Dx II : Gangguan pertukaran gas b.d suplai O2  tidak adekuat
Tujuan : Sirkulasi darah kembali normal sehingga pertukaran gas dapat berlangsung
Kriteria Hasil :       
Ø   Nilai GDA normal
Ø   Tidak ada distress pernafasan
Intervensi :
1)             Berikan O2  sesuai indikasi
R/ Meningkatkan konsentrasi oksigen alveolar dan dapat memperbaiki hipoksemia jaringan
2)             Pantau GDA Pasien
R/ Nilai GDA yang normal menandakan pertukaran gas semakin membaik
3)             Pantau pernapasan klien
R/ Untuk evaluasi distress pernapasan
Dx III : Penurunan curah jantung b.d kemampuan pompa jantung menurun
Tujuan : Meningkatkan kemampuan pompa jantung
Kriteria Hasil :
Ø  Nadi perifer teraba
Ø  Tekanan darah dalam batas normal
Intervensi :
1)      Lakukan Pijat Jantung
R / : untuk mengaktifkan kerja pompa jantung
2)      Berikan oksigen tambahan dengan kanula nasal/masker dan obat  sesuai indikasi  (kolaborasi)
R / : Meningkatkan sediaan oksigen untuk kebutuhan miokard untuk melawan efek hipoksia/iskemia. Banyak obat dapat digunakan untuk meningkatkan volume sekuncup, memperbaiki kontraktilitas.
3)      Palpasi nadi perifer
R / : Penurunan curah jantung dapat menunjukkan menurunnya nadi radial, dorsalis pedis dan postibial.
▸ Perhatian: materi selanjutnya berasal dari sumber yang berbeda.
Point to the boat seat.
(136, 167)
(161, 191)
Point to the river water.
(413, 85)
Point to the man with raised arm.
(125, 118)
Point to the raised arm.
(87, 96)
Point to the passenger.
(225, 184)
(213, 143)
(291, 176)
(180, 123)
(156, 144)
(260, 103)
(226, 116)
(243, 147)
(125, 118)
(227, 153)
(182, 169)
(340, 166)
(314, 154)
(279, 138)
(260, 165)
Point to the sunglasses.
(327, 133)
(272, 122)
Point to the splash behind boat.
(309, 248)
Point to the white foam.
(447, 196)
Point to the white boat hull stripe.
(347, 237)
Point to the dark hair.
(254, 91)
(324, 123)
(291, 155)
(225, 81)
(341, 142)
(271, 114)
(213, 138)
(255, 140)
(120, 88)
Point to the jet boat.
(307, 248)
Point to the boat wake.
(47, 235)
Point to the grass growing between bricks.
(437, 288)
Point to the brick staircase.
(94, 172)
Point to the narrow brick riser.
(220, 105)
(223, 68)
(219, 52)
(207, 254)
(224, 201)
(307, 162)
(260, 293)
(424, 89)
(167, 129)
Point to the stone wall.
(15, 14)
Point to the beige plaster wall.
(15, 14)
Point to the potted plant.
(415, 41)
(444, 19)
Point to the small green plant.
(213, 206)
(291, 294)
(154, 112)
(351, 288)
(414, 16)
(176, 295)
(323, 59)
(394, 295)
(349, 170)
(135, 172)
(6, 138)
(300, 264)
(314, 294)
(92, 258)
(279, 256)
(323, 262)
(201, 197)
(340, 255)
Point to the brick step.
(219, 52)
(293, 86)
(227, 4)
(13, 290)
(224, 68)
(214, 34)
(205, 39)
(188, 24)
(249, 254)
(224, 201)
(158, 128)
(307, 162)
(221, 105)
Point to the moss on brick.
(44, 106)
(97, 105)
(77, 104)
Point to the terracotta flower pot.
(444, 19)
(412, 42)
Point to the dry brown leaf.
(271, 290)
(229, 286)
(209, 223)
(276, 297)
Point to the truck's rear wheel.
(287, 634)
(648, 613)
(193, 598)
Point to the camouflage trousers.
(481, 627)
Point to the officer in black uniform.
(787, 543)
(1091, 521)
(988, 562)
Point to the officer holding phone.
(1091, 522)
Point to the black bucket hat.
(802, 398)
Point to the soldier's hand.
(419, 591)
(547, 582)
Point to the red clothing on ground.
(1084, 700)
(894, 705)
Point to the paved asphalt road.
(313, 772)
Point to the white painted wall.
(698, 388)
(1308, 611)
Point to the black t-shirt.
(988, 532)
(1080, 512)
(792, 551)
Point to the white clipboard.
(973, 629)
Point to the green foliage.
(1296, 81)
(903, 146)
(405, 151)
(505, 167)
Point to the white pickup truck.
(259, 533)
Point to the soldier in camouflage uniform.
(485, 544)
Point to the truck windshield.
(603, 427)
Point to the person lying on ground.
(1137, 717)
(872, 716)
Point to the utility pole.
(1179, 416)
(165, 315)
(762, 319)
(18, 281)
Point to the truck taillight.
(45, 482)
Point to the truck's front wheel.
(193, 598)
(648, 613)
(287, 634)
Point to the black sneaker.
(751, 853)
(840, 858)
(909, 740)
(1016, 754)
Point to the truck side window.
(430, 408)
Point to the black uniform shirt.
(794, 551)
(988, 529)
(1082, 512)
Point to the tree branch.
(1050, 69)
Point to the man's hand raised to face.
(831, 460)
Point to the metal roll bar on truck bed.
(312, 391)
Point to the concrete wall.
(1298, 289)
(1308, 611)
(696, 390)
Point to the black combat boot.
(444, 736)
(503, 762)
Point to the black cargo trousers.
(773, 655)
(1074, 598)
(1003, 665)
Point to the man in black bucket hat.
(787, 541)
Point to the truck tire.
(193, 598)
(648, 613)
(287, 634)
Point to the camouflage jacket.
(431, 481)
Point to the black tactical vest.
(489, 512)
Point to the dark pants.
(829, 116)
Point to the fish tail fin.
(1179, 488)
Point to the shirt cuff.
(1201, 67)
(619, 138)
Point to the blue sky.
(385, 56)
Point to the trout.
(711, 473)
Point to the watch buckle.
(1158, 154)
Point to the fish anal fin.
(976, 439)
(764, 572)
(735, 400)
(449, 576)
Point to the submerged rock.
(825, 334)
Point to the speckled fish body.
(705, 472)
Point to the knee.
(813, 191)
Nadi mungkin hilang atau tidak teratur untuk dipalpasi
4)      Pantau Tekanan Darah
R / : Pada pasien Cardiac Arrest tekanan darah menjadi rendah atau mungkin tidak ada.
5)      Kaji kulit terhadap pucat dan sianosis
R / : Pucat menunjukkkan menurunnya perfusi sekunder terhadap tidak adekuatnya curah jantung.











BAB III
PENUTUP


3.1.     KESIMPULAN

Kematian jantung mendadak merupakan kematian yang tidak terduga atau proses kematian yang terjadi cepat, yaitu dalam waktu 1 jam sejak timbulnya gejala.
Henti jantung adalah terhentinya kontraksi jantung yang efektif ditandai dengan pasien tidak sadar, tidak bernafas, tidak ada denyut nadi. Pada keadaan seperti ini kesepakatan diagnostis harus ditegakkan dalam 3 – 4 menit. Keterlambatan diagnosis akan menimbulkan kerusakan otak. Harus dilakukan resusitasi jantung – paru.


3.2.     SARAN

Untuk menerapkan asuhan keperawatan gawat darurat  ini, hendaknya kita berpedoman dari segala bentuk aspek keperawatan itu sendiri, sehingga dapat tercapai asuhan keperawatan yang sesuai.